This is identical to the BlueGreen planner minus the `AwaitNodesCaughtUp` task.

## Task Changes

### CreateEntrantNodes — Inject Bootstrap Config

**File:** `internal/task/deployment_create.go`

When creating entrant nodes for a HardFork deployment, the task must inject the bootstrap config so the entrant uses the incumbent binary to sync:

```go
func (e *createEntrantNodesExecution) createNode(ctx context.Context, group, name string, ordinal int) error {
// ... existing node creation logic ...

// For HardFork: inject bootstrap config into entrant's snapshot source
if e.params.HardFork != nil {
snap := node.Spec.SnapshotSource()
if snap != nil {
snap.BootstrapImage = e.params.HardFork.IncumbentImage
if snap.S3 != nil {
snap.S3.TargetHeight = e.params.HardFork.HaltHeight - 1
}
}
}
// ...
}
```

Add fields to `CreateEntrantNodesParams`:

```go
type CreateEntrantNodesParams struct {
GroupName string `json:"groupName"`
Namespace string `json:"namespace"`
EntrantRevision string `json:"entrantRevision"`
NodeNames []string `json:"nodeNames"`
HardFork *HardForkParams `json:"hardFork,omitempty"`
}

type HardForkParams struct {
IncumbentImage string `json:"incumbentImage"`
HaltHeight int64 `json:"haltHeight"`
}
```

The `IncumbentImage` comes from the group's current template hash baseline — the image that was running before the update.
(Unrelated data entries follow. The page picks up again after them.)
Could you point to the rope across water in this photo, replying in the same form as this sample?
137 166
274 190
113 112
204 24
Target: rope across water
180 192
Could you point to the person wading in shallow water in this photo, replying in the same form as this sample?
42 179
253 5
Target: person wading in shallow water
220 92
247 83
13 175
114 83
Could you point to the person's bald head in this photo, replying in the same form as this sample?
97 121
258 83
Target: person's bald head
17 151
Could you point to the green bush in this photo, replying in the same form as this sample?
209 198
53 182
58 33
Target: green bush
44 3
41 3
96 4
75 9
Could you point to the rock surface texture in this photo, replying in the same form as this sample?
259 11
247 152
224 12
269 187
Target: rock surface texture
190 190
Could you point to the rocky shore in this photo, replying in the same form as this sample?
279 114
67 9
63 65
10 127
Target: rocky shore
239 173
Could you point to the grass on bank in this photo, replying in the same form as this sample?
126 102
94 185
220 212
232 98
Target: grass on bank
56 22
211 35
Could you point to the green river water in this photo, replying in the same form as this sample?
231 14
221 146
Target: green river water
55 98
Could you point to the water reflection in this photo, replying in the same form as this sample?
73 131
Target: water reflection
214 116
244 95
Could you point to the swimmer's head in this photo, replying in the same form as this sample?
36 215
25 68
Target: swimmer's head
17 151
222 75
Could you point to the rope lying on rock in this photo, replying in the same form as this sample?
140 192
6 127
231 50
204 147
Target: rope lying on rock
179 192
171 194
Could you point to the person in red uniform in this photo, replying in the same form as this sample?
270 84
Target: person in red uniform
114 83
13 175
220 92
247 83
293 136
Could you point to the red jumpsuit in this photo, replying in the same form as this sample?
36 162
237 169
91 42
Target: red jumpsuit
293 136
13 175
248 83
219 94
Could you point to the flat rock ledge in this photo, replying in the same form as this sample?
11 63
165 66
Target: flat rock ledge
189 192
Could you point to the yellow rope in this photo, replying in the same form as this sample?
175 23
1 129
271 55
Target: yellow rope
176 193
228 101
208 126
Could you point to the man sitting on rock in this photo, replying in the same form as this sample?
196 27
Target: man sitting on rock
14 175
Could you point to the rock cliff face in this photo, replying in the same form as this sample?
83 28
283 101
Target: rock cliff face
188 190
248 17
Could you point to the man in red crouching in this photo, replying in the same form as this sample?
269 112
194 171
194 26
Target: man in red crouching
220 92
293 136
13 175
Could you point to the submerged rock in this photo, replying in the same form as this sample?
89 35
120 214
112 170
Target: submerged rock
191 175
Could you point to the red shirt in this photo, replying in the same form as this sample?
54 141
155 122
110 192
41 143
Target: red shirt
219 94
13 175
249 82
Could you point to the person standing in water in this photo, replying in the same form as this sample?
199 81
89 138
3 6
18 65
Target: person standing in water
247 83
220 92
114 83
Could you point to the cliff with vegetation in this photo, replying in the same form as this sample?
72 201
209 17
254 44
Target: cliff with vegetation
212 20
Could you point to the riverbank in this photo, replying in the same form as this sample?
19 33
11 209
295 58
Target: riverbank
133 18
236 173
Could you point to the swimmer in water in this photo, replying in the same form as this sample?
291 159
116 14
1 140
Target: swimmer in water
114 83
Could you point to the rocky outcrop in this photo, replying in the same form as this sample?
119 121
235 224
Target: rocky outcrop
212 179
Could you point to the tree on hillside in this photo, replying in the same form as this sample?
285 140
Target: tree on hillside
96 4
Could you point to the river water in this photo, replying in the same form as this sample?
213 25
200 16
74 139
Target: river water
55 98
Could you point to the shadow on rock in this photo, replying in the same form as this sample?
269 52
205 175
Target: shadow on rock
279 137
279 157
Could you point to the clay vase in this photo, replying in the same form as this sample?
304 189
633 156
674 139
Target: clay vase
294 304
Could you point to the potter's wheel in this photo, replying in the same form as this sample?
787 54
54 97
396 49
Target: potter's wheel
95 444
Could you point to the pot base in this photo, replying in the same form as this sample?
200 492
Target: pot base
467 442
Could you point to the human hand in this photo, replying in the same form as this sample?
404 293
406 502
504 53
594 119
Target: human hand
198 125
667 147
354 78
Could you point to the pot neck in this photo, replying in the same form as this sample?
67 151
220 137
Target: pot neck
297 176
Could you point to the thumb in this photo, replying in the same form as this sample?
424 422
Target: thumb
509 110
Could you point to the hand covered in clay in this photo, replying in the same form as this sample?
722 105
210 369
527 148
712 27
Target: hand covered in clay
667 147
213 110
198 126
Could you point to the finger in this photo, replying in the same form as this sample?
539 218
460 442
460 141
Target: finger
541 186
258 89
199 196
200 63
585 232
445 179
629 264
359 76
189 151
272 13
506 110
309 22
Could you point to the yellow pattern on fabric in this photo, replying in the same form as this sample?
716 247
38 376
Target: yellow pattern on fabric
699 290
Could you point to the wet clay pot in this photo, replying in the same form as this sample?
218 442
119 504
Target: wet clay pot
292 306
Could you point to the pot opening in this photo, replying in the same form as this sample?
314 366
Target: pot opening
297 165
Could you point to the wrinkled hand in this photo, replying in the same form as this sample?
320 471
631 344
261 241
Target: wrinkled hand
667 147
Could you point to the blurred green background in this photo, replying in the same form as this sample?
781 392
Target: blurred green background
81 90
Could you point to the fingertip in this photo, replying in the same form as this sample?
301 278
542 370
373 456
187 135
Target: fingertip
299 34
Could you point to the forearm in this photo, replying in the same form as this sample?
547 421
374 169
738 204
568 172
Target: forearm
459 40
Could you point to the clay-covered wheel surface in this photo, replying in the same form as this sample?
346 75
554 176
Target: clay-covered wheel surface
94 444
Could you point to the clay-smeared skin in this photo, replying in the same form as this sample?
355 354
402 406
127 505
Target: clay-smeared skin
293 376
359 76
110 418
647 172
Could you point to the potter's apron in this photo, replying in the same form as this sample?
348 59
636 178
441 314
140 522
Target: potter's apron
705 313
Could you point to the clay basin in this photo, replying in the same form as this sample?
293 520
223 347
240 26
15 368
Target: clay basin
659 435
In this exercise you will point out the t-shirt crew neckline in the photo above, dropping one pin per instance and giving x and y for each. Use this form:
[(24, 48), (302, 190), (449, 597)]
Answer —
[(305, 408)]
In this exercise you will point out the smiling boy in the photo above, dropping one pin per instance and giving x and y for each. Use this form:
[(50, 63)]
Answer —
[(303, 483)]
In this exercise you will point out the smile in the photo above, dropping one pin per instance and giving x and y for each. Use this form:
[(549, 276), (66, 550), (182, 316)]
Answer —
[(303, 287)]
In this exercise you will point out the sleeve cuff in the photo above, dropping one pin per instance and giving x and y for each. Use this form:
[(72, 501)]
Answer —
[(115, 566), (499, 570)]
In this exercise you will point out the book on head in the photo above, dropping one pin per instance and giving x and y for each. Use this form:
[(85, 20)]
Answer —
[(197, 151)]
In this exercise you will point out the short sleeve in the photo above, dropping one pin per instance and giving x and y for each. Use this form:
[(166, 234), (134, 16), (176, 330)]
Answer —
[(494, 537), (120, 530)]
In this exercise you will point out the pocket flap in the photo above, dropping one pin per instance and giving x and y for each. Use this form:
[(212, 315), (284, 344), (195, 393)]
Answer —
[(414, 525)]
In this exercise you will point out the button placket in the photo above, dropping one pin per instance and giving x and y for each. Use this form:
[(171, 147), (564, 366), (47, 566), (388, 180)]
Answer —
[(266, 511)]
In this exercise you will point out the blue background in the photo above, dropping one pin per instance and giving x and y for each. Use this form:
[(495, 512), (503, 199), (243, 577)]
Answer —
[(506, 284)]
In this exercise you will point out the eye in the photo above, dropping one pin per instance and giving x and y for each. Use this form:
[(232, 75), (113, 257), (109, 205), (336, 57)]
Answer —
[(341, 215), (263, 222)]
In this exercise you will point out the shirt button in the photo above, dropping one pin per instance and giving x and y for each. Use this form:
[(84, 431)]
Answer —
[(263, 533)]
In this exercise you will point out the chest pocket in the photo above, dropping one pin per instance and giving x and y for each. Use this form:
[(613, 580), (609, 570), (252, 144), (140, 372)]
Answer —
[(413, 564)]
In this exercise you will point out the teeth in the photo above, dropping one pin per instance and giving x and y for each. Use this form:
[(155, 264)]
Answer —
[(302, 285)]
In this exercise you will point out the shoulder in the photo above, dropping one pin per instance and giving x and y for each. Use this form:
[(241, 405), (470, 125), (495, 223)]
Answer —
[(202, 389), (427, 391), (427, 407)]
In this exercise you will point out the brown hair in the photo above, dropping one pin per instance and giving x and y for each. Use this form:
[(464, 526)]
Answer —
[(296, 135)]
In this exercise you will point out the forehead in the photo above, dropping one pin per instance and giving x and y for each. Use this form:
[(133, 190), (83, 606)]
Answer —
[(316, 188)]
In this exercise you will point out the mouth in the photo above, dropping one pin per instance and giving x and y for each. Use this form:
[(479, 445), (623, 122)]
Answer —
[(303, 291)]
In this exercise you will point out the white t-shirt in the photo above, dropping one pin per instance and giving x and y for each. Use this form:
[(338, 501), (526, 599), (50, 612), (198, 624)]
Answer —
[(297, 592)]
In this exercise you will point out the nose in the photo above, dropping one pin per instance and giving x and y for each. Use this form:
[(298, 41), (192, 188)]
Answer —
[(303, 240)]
This needs to be captured in `detectDeploymentNeeded` and stored in `DeploymentStatus`:

```go
type DeploymentStatus struct {
IncumbentRevision string `json:"incumbentRevision"`
EntrantRevision string `json:"entrantRevision"`
EntrantNodes []string `json:"entrantNodes,omitempty"`
IncumbentImage string `json:"incumbentImage,omitempty"` // NEW
}
```

Populated in `detectDeploymentNeeded`:

```go
group.Status.Deployment = &seiv1alpha1.DeploymentStatus{
IncumbentRevision: planner.IncumbentRevision(group),
EntrantRevision: planner.EntrantRevision(group),
EntrantNodes: planner.EntrantNodeNames(group),
IncumbentImage: group.Spec.Template.Spec.Image, // capture BEFORE the spec change
}
```

Wait — by the time `detectDeploymentNeeded` runs, the spec already has the new image. The incumbent image is what was running before. We need to read it from an incumbent SeiNode:

```go
// In detectDeploymentNeeded, read incumbent image from an existing node
if len(group.Status.IncumbentNodes) > 0 {
var incumbentNode seiv1alpha1.SeiNode
if err := r.Get(ctx, types.NamespacedName{
Name: group.Status.IncumbentNodes[0], Namespace: group.Namespace,
}, &incumbentNode); err == nil {
group.Status.Deployment.IncumbentImage = incumbentNode.Spec.Image
}
}
```

### SubmitHaltSignal and AwaitNodesAtHeight — Remove or Deprecate

These tasks can be removed from the HardFork plan but should be kept in the codebase for potential future use (manual halt operations, testing). Remove the import from `deployment.go` but don't delete the files.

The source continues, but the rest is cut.